Your July 2 column broached an issue that we encounter frequently. We are a full-service design/build/integrate supplier of special automation equipment, not only packaging machinery.
Our smallest customers, who are typically packaged goods companies, and those still at the entry level in the world of automation, usually agree to whatever controls platform we prefer to use for their application. Our defacto standard is controls technology from Supplier A, so that is what they get—as long as the controls components support the process complexity and the memory requirements. Our larger customers, and those who have established their own internal standards, want what they want when it comes to controls components, and that usually means what has been used in their plants for a long time, whether it still makes sense or not. Their standard may well be controls components that have been surpassed as a result of developments by other controls components suppliers. But standards can be slow to change in a long-established company.

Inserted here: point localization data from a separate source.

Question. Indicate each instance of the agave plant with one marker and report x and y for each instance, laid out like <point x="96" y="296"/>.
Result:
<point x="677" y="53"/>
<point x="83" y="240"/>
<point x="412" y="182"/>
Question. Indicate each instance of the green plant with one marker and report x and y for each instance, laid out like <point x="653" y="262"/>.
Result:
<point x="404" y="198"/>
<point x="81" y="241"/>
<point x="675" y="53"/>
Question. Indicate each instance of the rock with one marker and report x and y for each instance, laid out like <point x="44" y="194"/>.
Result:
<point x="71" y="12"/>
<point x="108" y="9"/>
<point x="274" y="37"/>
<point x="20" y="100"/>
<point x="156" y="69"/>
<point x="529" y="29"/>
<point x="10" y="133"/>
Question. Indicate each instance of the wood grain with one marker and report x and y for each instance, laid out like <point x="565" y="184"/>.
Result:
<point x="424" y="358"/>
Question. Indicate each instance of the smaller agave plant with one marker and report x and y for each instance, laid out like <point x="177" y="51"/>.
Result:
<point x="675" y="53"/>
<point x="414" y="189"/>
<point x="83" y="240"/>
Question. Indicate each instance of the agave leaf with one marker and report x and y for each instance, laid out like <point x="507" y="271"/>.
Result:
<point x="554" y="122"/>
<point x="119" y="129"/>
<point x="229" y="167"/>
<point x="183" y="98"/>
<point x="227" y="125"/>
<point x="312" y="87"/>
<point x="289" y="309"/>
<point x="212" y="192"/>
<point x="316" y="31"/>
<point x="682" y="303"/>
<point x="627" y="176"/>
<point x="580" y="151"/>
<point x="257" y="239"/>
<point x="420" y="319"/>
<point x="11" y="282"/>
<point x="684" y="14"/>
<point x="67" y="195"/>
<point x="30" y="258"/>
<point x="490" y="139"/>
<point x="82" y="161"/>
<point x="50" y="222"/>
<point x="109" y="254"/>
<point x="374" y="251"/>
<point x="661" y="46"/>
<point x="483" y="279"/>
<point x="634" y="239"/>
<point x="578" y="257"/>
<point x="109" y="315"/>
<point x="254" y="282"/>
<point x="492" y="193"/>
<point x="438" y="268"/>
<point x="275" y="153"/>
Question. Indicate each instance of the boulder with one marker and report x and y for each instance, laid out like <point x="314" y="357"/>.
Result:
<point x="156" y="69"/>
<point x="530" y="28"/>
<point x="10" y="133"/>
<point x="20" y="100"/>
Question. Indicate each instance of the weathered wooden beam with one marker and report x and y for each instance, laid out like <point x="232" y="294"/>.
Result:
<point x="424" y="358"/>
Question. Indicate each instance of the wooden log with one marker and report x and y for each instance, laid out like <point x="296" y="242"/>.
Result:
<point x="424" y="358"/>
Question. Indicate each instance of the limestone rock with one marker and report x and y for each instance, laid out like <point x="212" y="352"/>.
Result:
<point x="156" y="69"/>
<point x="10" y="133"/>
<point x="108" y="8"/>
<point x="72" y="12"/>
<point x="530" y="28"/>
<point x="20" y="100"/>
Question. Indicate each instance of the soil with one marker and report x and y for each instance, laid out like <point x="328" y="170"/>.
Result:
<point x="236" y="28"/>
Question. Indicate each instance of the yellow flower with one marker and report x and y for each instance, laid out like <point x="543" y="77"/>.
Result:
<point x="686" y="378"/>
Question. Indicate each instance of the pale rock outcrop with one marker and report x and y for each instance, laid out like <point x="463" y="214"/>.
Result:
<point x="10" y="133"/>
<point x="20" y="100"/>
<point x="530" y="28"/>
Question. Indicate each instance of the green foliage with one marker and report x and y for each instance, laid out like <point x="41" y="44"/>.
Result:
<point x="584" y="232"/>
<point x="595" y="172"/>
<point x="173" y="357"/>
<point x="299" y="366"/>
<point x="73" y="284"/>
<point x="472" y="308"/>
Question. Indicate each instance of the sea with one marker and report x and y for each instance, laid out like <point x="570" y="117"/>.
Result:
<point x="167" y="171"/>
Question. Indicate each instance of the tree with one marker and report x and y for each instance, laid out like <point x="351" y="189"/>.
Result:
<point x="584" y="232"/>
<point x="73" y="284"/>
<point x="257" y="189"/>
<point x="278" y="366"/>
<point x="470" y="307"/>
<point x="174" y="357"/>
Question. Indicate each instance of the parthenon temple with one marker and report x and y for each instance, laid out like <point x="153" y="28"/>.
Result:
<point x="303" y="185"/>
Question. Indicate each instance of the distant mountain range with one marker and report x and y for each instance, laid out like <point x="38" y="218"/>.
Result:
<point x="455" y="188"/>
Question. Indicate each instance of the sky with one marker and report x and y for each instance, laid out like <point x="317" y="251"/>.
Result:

Sure, we'd rather use our standard instead of having to learn all the other platforms out there. But standardization by our customers is more advantageous to them than if they accepted whatever we and their other machinery suppliers want to use. Without standards, our customers would be saddled with a myriad of brands and types of controls platforms—a potentially expensive proposition.
I certainly have not done a scientific study on comparing internal standardization of controls platforms with relying on whatever the equipment OEM prefers to use. But my experience tells me that, if I'm a buyer of automated equipment that comes from a range of suppliers, standardization of controls wins hands down.